Bu tabloyu yorumlamakta acul davranan Muharrem İnce, Zeytin Dalı Harekâtı'nı ve terörle mücadele operasyonlarını da yürüten 2. Ordu'nun komutanını hedef alarak, "Apoletlerini sökeceğim" tartışması başlatmıştı. Cumhurbaşkanı Erdoğan da Temel Paşa'ya sahip çıkarak, İnce ve ekibinin Paşa'yı kamuoyu önünde yıpratmasına izin vermemişti.
***
Buraya kadar özetlediklerim, hemen herkesin hafızasında taze zaten. Temel Paşa, orgeneralliğe terfi ettiği için 2 ay öncesinde kalan o olayla ilgili bazı bilgileri paylaşmanın yararlı olacağı kanaatindeyim.

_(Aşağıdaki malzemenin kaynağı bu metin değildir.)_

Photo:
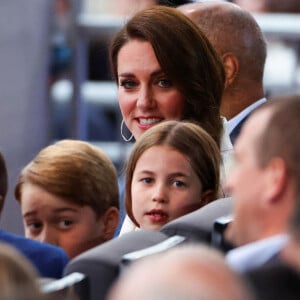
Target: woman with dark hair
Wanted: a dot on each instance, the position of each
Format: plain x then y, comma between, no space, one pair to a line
166,69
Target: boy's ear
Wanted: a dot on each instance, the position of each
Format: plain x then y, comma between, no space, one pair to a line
110,222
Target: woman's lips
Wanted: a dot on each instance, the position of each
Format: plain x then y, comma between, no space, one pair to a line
148,122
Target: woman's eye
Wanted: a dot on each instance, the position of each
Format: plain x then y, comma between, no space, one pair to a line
165,83
179,183
65,224
128,84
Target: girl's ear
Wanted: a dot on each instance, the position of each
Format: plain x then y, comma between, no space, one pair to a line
207,197
110,222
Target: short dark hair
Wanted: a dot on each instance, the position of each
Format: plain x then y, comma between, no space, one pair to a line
186,57
3,181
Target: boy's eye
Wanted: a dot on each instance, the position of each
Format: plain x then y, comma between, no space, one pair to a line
128,84
65,224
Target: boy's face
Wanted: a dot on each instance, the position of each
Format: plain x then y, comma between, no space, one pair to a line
51,219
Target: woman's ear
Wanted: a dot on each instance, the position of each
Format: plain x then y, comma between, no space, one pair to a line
110,222
231,67
207,197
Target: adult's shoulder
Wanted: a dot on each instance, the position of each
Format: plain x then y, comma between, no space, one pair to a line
49,260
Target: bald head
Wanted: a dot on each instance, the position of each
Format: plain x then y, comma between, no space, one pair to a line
186,272
231,29
237,38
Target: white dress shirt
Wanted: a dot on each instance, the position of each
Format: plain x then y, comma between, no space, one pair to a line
232,123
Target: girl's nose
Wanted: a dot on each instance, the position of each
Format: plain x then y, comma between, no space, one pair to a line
48,236
160,194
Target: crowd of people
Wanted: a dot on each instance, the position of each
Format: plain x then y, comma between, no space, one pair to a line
191,94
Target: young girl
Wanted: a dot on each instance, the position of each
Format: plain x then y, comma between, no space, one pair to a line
173,169
69,196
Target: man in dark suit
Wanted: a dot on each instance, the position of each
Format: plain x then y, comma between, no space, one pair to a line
47,259
279,277
264,184
237,38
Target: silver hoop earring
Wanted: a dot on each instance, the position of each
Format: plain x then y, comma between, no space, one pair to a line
123,136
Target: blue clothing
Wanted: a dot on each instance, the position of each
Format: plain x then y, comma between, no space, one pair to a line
49,260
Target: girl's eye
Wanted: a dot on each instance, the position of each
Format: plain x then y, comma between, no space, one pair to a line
128,84
64,224
147,180
179,183
34,226
165,83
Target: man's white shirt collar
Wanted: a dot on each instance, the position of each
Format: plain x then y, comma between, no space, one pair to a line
232,123
255,254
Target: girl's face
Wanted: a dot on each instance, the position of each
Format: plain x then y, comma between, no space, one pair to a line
48,218
164,187
146,94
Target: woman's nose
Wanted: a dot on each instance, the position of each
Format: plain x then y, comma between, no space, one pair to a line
145,98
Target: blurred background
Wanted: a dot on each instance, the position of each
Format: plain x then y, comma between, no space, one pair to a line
56,82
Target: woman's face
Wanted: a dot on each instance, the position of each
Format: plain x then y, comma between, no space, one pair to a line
146,94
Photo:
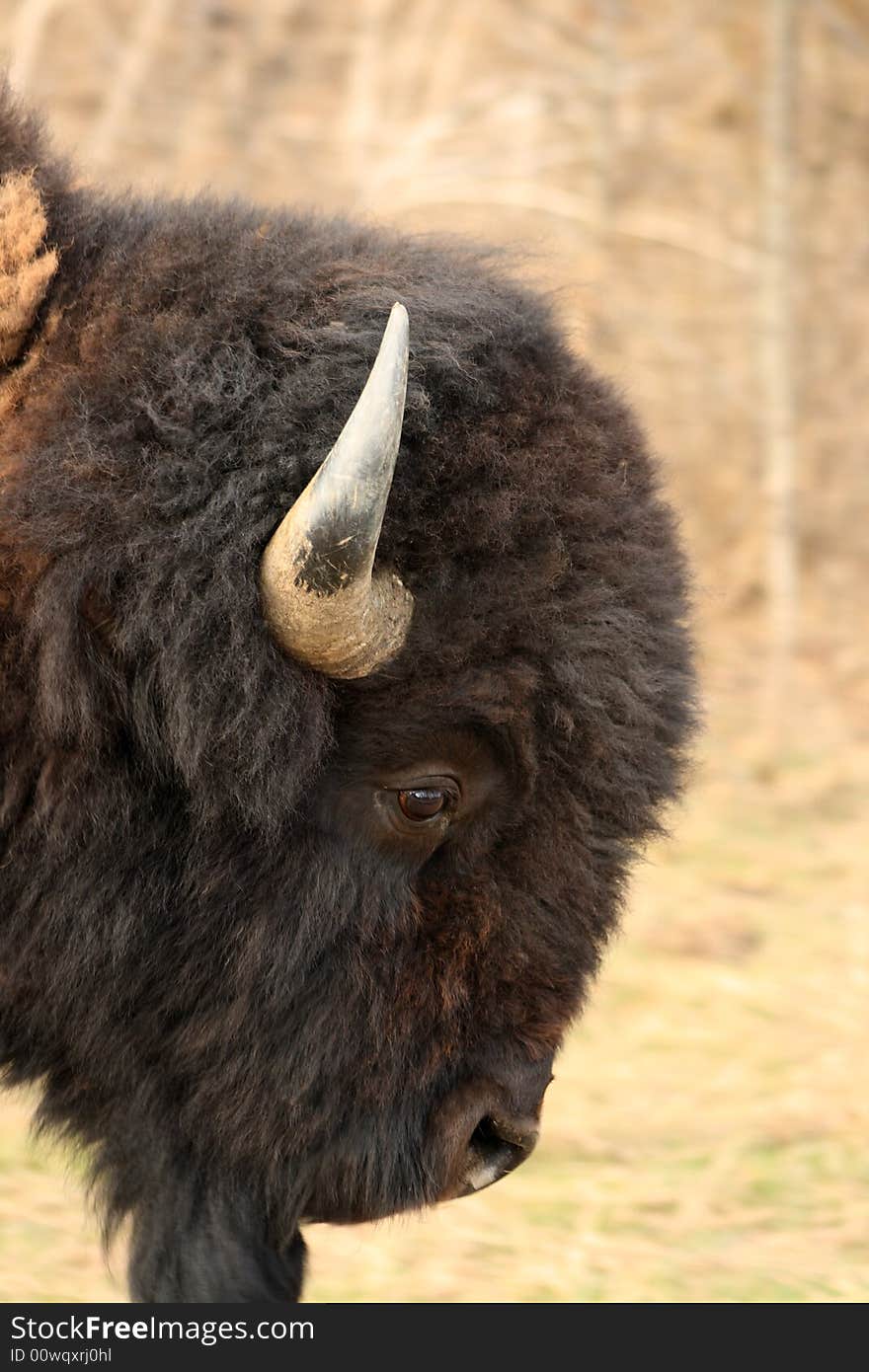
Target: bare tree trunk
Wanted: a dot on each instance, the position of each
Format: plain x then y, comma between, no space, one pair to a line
777,364
129,76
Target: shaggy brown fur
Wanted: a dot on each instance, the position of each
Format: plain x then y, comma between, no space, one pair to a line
245,1003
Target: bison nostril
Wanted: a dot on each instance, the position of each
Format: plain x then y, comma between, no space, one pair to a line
496,1147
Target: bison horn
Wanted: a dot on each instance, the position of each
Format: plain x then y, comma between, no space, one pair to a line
323,600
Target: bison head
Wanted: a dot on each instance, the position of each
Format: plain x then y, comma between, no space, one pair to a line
328,720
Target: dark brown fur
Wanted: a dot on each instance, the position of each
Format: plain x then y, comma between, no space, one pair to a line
249,1013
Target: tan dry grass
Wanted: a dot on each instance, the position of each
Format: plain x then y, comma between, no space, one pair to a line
704,1138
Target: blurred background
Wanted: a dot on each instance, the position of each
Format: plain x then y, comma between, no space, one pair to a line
689,180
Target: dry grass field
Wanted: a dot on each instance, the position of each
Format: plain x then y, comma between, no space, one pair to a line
706,1133
692,184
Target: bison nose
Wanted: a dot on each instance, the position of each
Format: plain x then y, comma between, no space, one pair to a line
485,1128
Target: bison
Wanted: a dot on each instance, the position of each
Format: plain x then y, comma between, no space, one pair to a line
344,667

Nedeni gayet basit. Türk Silahlı Kuvvetleri'nin, anayasal sistem içindeki konumu, rolü ve siyaset kurumu ile ilişkileri yeniden yapılandırıldı. Dolayısıyla asker, siyasetçiye ayar veren veya sivil otorite ile çekişen vesayetçi kimlikten arınarak, asli ve meşru sınırlarına yerleşti.
Tam da bu nedenle, askerin bilhassa sivil protokoldeki davranış kodları demokratik devletlerdeki ile eşdeğer nitelik kazanmaya başladı. Bu yeni duruma asker de hatta kamuoyunun önemli bir bölümü de henüz adapte olabilmiş değil. Zihniyet değişimi ile davranış değişimi at başı gittiği zaman değer kazanıyor.
Peki o akşam ne oldu? Temel Paşa neyi, niye alkışladı? Genelkurmay veya Kara Kuvvetleri Komutanlığı, kendisine olaya dair soru sordu mu? Paşa ne cevap verdi?
***
Araştırmalarım gösterdi ki...
İnce'nin tetiklediği hatta yer yer seviyeyi aşağıya çektiği, sonradan kısmen pişmanlık beyan ettiği Temel Paşa ve apolet polemiği, Ankara'da karargâhta anında yankılanmış. Org. Temel, o refleksi açıkça izah etmiş. Birilerinin iddia ettiği gibi ortada politize olmuş bir komutan portresi söz konusu değil.
İsmail Metin Temel, Cumhurbaşkanı'nın konuşması sürerken ara ara yanındakilerle sohbet ettiği için alkışlama sırasındaki ifadelere tam olarak konsantre olmamış. Yani... Protokoldekiler alkışlamaya başlayınca, ortama bakarak ve nezaket gereği o da alkışa iştirak etmiş.
Bir başka ifade ile Sn. Erdoğan'ın, İnce'yi çırak çıkarmasını, adeta politikanın bir parçası olarak veya asker duruşunu göz ardı ederek alkışla onaylama eğilimi sergilememiş.
Mesele bu kadar basit. Fakat vardığı nokta askerin toplumsal algısı ve kredibilitesi açısından istenmeyen aşamayı işaret etti. Allah'tan Cumhurbaşkanı Erdoğan, AK Parti Genel Başkanı şapkasını bir kenara bırakarak, Devlet Başkanı sorumluluğu ile Temel Paşa'yı, İnce ve ekibine, ucuz politikaya kurban etmedi.